Southern Cebu is full of gems, and Sumilon Island is one of the most beautiful of them all. Whilst you can usually find us at a waterfall, sometimes it’s nice to just chill out on a private island resort with a powdery white sandbar and turquoise blue waters. We have a hard time slowing down completely, and honestly thought we’d get bored within an hour at Sumilon Island. We were pleasantly proven wrong by all the fun activities and stunning scenery to be found at Sumilon.
HOW TO GET TO SUMILON ISLAND
Sumilon Island is just a little dot, right off the coast of Oslob. If you’re travelling all the way from Cebu City, it’ll take you around 4 hours without stopping (longer on a Ceres). But, if you’re coming from Moalboal, which many people do, it’s just under 2 hours.
In order to control the amount of people going to Sumilon Island during the pandemic, the Provincial Government of Cebu requires all tours to be booked online via their tourism portal, Discover Cebu (click here for more info). If you visit Sumilon Island on a weekday it’s around $30 USD (1500 php) including lunch and access to resort activities, or $52 (2500 php) on weekends and holidays.

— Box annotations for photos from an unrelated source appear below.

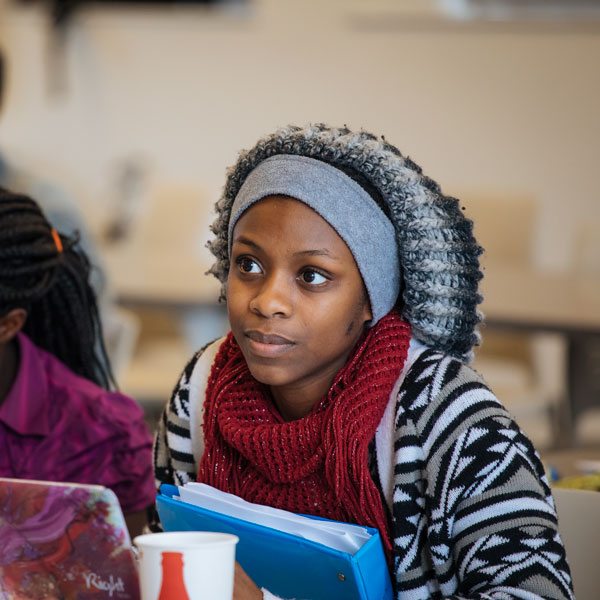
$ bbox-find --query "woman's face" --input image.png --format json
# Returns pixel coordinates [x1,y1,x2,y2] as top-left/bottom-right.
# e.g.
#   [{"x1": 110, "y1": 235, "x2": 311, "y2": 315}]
[{"x1": 227, "y1": 196, "x2": 371, "y2": 412}]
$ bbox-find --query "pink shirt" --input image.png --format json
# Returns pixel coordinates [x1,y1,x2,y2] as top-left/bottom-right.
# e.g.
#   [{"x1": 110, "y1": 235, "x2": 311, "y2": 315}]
[{"x1": 0, "y1": 334, "x2": 156, "y2": 514}]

WHAT TO BRING TO SUMILON ISLAND
Prepare for your trip to Sumilon Island with our must have travel essentials.
Waterproof backpack & phone case: Earth Pak 35L or 55L Heavy Duty Backpack, IPX8 Waterproof Phone Case Included (click for price)
Quick dry microfiber travel towel: Wise Owl Outfitters Camping Travel Towel (click for price)
Action camera: GoPro HERO9 Black (click for price)
GoPro dome: TELESIN Dome Port Lens for GoPro Hero 9 (click for price)
Drone: DJI Mavic 2 Pro (click for price)
ARRIVING AT SUMILON ISLAND
We started our day with the Oslob whale sharks bright and early, but we waited for the weather to clear up to see if we would go ahead with our Sumilon Island trip. Thankfully, it cleared up at around 9am, so we took the plunge and headed to Sumilon on the 10am boat. Boats run hourly, but the schedule is always subject to change so check with the resort first before you plan. It’s usually only around 10 minutes to Sumilon Island, but the choppy water made it a little longer. The first thing you’ll notice when you get close to docking is the incredible sandbar (if you time your arrival with low tide).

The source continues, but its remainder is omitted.